Conversation piece, attributed to Benjamin Wilson
A classical statuette is at the center of the chimney-piece; the objects at the sides appear to be hieracosphinx candleholders

The fashionable shoe-maker trying on an Italian slipper, 1784
An urn at the center of the mantelpiece, probably with smaller obelisks in the same material on the sides

A l'Anglaise or the English Fireside, 1787
An urn at the center of the mantelpiece with larger obelisks displayed on the sides

The family of Mégret de Sérilly by Jacques Thouron, 1787
A contemporary portrait bust on the mantelpiece

Bandelures, 1791
The visible part of the mantlepiece has a bust of “CLAUDIUS ROM : IMP” and a small statue of an infant Bacchus astride a winebarrel

National Trust 871621, a garniture of bronzes by Giacomo & Giovanni Zoffoli at Saltram Park, Devon, with bronze reductions “consisting of a central equestrian figure of Marcus Aurelius (signed 'G. Zoffoli F. Rome 1793'), two seated figures of Agrippina and Menander, the Capitoline Flora and the Farnese Flora, and the Borghese and Medici Vases,” acquired by Lord Boringdon in Rome in 1793

A gentleman’s art gallery by Thomas Rowlandson
A group of seven statuettes of similar size are arranged across the chimney-piece.

Thomas Jefferson collected busts and displayed them at Monticello — “the memorials of those worthies whose remembrance I feel a pride & comfort in consecrating there,” as he described in an 1805 letter.
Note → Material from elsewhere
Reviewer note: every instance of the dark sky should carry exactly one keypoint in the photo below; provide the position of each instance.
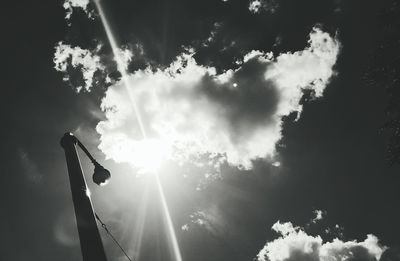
(333, 158)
While they reflected the Enlightenment taste for neoclassicism, most were of notable men of the 18th and 19th centuries — many by Jean-Antoine Houdon, who Jefferson deemed to be “without rivalship the first statuary of this age” in a 1785 letter to the Virginia delegates in Congress regarding a statue of George Washington.
Jefferson’s collection included a set of “American worthies,” in terra-cotta patinated plaster, displayed on wall brackets in the Tea Room at Monticello: George Washington, John Paul Jones, Benjamin Franklin, and the Marquis de Lafayette.